I will continue to find practical ways to plan for the long-term well-being of both residents and businesses and address the specific impacts lodging is creating. We need smart growth, not as-fast-as-possible growth. One established lodging impact is on housing, and my work within the council has vigorously addressed this via the assured housing ordinance.
Two of my priorities will be reducing transportation impacts and using the profitability of lodging to support business balance. If I am re-elected, I will add more non-motorized travel options with an enhanced system of walking and bike paths. In addition to on-site paths, new lodging development will also include adequate facilities for future shuttle, bus and other emerging transportation services.
Business balance will be achieved through a mixed-use policy, requiring new development, which includes lodging, to also provide much-needed space for restaurants, offices and other businesses appropriate to the location. Providing more tourist services in close proximity to lodging will reduce the need for visitors to drive within town, reducing transportation impacts as well.

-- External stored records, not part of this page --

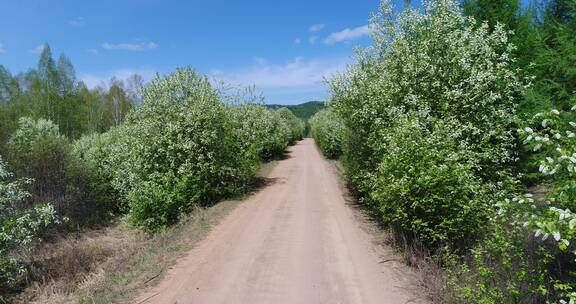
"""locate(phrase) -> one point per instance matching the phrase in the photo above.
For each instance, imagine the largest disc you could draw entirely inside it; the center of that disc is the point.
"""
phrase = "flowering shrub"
(328, 131)
(177, 150)
(292, 124)
(20, 227)
(186, 145)
(426, 188)
(260, 129)
(430, 111)
(553, 219)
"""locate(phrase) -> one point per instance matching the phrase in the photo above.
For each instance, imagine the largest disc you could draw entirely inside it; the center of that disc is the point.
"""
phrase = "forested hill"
(303, 110)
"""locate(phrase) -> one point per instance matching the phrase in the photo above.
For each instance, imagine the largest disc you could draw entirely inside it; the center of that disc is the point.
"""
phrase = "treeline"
(186, 145)
(445, 124)
(52, 91)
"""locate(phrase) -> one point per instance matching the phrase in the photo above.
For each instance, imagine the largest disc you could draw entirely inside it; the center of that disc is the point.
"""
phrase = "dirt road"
(294, 241)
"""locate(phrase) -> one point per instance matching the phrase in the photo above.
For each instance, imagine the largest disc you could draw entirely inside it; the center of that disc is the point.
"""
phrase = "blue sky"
(285, 48)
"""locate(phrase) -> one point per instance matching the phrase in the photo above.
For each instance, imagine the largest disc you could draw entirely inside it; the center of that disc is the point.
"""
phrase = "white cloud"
(294, 81)
(77, 22)
(316, 27)
(140, 46)
(38, 49)
(93, 80)
(260, 60)
(348, 34)
(296, 73)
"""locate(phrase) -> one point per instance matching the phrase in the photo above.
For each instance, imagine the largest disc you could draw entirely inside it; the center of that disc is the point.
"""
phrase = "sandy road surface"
(294, 241)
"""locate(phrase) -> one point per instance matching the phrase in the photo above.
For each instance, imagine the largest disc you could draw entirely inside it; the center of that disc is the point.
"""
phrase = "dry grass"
(110, 265)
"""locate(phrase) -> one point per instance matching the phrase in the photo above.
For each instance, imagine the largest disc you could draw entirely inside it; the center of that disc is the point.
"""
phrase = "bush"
(38, 150)
(94, 159)
(292, 124)
(430, 111)
(20, 227)
(260, 129)
(425, 187)
(179, 149)
(328, 131)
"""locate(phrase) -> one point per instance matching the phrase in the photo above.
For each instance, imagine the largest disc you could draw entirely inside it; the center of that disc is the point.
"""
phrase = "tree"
(66, 75)
(5, 85)
(47, 69)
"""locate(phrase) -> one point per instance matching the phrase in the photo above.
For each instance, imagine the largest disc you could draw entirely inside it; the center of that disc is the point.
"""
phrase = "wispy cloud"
(140, 46)
(77, 22)
(348, 34)
(298, 72)
(38, 49)
(260, 60)
(316, 27)
(95, 80)
(297, 80)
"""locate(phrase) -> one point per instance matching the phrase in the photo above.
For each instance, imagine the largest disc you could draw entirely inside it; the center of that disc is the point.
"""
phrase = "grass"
(113, 264)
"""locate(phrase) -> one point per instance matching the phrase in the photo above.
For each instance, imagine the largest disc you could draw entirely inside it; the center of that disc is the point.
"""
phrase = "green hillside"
(303, 110)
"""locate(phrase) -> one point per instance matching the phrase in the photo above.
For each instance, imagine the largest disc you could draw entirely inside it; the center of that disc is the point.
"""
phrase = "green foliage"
(328, 131)
(304, 110)
(430, 109)
(260, 129)
(20, 227)
(38, 150)
(425, 186)
(53, 92)
(294, 126)
(185, 147)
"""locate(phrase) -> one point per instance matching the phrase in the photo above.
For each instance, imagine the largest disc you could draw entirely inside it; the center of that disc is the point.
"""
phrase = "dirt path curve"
(294, 241)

T-I: Relative to the area’s median income, Grand County has the least affordable rent in the State of Utah. The typical household spends more than 30% of its income on rent. Property values have increased dramatically in recent years while incomes have fallen.
Some candidates have proposed voluntary deed restriction programs to address the problem. Most agree that higher density housing is what is most needed. Where in the city should higher density housing get built, and how would you handle or mitigate pushback from homeowners who do not want those developments in or near their neighborhood?
Jones: Downtown commercial zones are significantly underdeveloped relative to their potential under existing zoning. Redeveloping storage lots and some single-story buildings into two-story buildings, a common height for historic downtowns, would open up significant space for housing and other uses with little or no impact on existing neighborhoods.
The city can and is facilitating this via comprehensive parking planning and development. We can also facilitate multi-property, collaborative development and redevelopment to increase downtown housing, business activity, and overall vibrance.
T-I: Housing and lodging are perhaps the most obvious challenges facing the city. What is one other, major challenge that the city faces, and how do you plan to address it?
Jones: Transportation noise and congestion have a significant impact on our quality of life. In my first term, I was a member of the Throttle Down committee, and we made a concerted effort to educate riders about the noise impacts of UTVs and the sometimes-confusing Utah requirements for street-legal operation. The city has also lowered speed limits on key roads.
Despite good-faith voluntary measures and incremental progress, significant parts of Moab’s residential neighborhoods continue to be impacted by excessive noise. I will take our concerns to the state legislature to restore local control on this issue and work with businesses and other stakeholders to develop better parking, and possibly rental facilities, at major trailheads.
I have been a member of several committees that have worked with UDOT to address transportation planning and funding opportunities in Moab. By continuing to engage with UDOT, we can improve the planning processes and outcomes. Traffic projections, even with a bypass, show an increase in volume on Main Street over the coming decades. As part of downtown redevelopment, I will work to improve the downtown pedestrian experience and safety, both on Main Street and more importantly by incentivizing the development of our quiet, off-main commercial areas.